Некоторое время они безмятежно продолжали свои прогулки и беседы, но в начале июля в пасторскую усадьбу приехала в гости Жакетта Экенстедт, сестра Карла-Артура. В приезде ее не было ничего необычного. Пасторша Форсиус из Корсчюрки была добрым и старинным другом полковницы Экенстедт, и вполне естественно, что она пригласила сестру Карла-Артура погостить несколько недель у себя в усадьбе.

Жакетту Экенстедт поместили в комнате Шарлотты, и девушки чрезвычайно сдружились. Жакетта в особенности до такой степени полюбила свою новую подругу, что казалось, будто она приехала в Корсчюрку не столько ради брата, сколько ради нее.
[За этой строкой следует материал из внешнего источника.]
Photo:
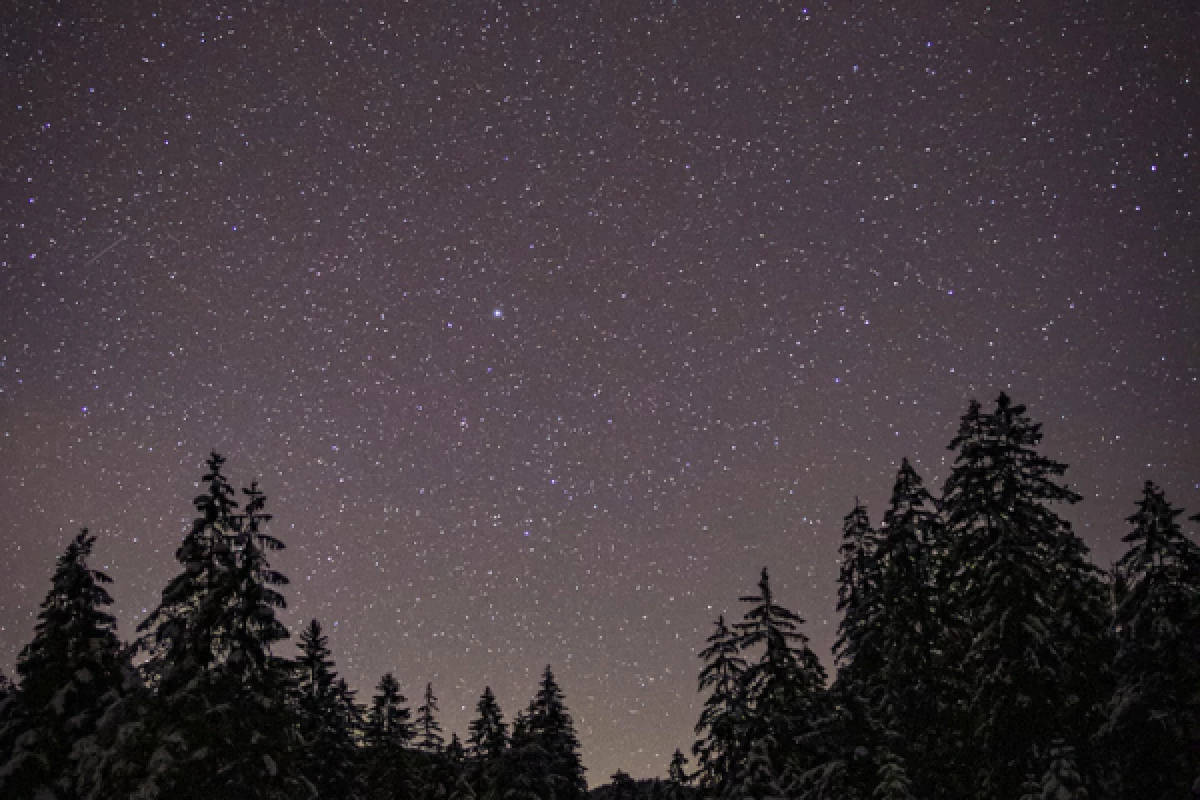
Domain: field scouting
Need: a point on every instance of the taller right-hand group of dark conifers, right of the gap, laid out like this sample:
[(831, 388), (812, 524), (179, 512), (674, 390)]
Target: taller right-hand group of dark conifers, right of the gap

После того как Жакетта уехала домой, пасторша Форсиус получила от полковницы письмо, которое дала прочесть и Шарлотте. В нем полковница приглашала Шарлотту приехать в Карлстад, чтобы повидаться с Жакеттой. Полковница писала, что Жакетта не устает рассказывать о молодой очаровательной девушке, с которой она познакомилась в доме пастора. Она просто без ума от нее и описывает ее столь восторженно, что возбудила любопытство своей дорогой матушки, которая также пожелала увидеть ее.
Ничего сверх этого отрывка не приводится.